The Prohibition of Unlawful Religious Conversion Ordinance, 2020, recommends 1-5 years imprisonment and puts the onus on the defendant to prove that conversion of the woman was not for marriage or by use of force, allurement, etc. While putting the onus to disprove a criminal allegation itself would not be good in law, the defendants are expected to be jailed for the time being, till they prove otherwise, by a government that actually wants to see them behind bars anyway.
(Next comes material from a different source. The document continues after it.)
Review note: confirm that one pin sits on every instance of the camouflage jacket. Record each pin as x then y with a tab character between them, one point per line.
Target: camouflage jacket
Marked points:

The abuse of UAPA and sedition laws recently have shown how many Muslims have been arrested and kept in jails for long periods without bail. Instances of divorce have also been criminalised by the BJP government which intends to either “throw” them out or put them in jails.

The ordinance recommends a jail sentence of 3-10 years if the woman is from SC/ST community or if the offence is seen as part of mass conversion. The community of SCs/STs who do not receive similar privileges or treatment like others have often turned to Islam or Christianity and even threatened to convert on many occasions after being treated as outcasts in the society. The purpose of this law can also be seen as an attempt to deter such individuals from converting to other religions, away from the majority faith that the ruling party stands with and whose objectives it has furthered on many occasions.
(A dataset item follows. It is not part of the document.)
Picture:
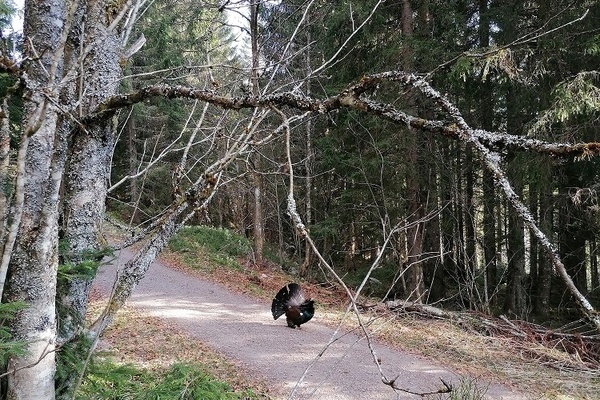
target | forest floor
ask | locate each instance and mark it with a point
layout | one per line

The UP government had also based its attempts at forming a law against “love jihad” on a ruling by the Allahabad High Court (still not named Prayagraj High Court due to legal obstacles) which had earlier held that “religious conversion for marriage was unacceptable”.  However, the Allahabad High Court in its latest ruling has called its previous ruling as “bad in law” and held that the right to choose a partner or live with a person of choice was part of a citizen’s fundamental right to life and liberty. Justices Pankaj Naqvi and Vivek Agarwal made the observations while quashing an FIR lodged by a man against his daughter’s husband, whom she married after conversion to Islam.
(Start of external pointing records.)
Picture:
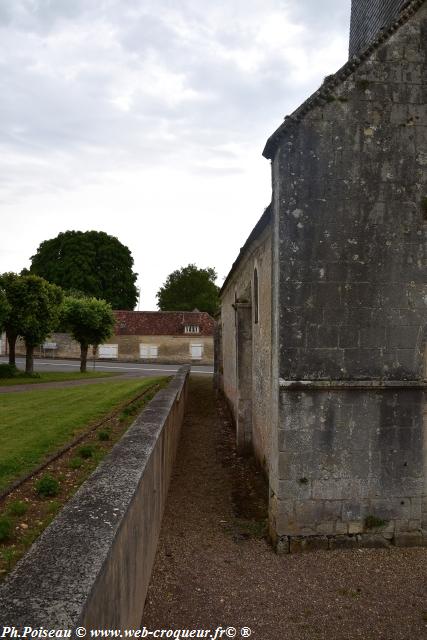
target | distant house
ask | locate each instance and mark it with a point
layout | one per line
(146, 336)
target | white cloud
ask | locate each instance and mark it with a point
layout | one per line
(147, 120)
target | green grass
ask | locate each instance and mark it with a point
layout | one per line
(54, 376)
(36, 423)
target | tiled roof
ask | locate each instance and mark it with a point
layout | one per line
(321, 96)
(162, 323)
(262, 224)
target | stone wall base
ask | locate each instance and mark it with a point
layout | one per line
(302, 544)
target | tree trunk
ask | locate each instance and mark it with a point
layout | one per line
(11, 340)
(83, 357)
(29, 359)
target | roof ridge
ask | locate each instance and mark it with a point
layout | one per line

“Interference in a personal relationship would constitute a serious encroachment into the right to freedom of choice of the two individuals,” they said.  The judges cited Article 21 of the Constitution on personal liberty. “To disregard the choice of a person who is of the age of majority would not only be antithetic to the freedom of choice of a grown up individual but would also be a threat to the concept of unity in diversity,” they said. “We do not see Priyanka Kharwar and Salamat as Hindu and Muslim, rather as two grown up individuals who out of their own free will and choice are living together peacefully and happily for over a year,” the bench said.

Where the conversion has been forceful (although there is no point of “force” where one does not quite accept the other’s faith) it should be for the victim to prove the use of force but the UP government has brought a law with the presumption that cases of inter-faith marriages are “love jihad” meant for forceful conversions and hence put the burden of proof on the defendant himself. The ordinance is not only bad in law in this respect but also because it interferes with a couple’s fundamental right to life and personal liberty.  In the name of doing “justice to women” the ruling party has thrown many a Muslim men behind bars.

While the UP government’s ordinance stands in contradiction with the ruling of the Allahabad High Court, it would be for the appellate courts to swiftly deal with issues that raise constitutional questions and important points of law. Several laws and ordinances passed by the ruling government concerning statehood, citizenship, marriage and divorce, and fundamental rights, cannot be simply kept as caseloads or burdens of top court. These matters must be settled once and for all and swiftly so as not to burden the citizens under them and to deter governments from enacting unconstitutional laws one after another in pursuance of a certain agenda.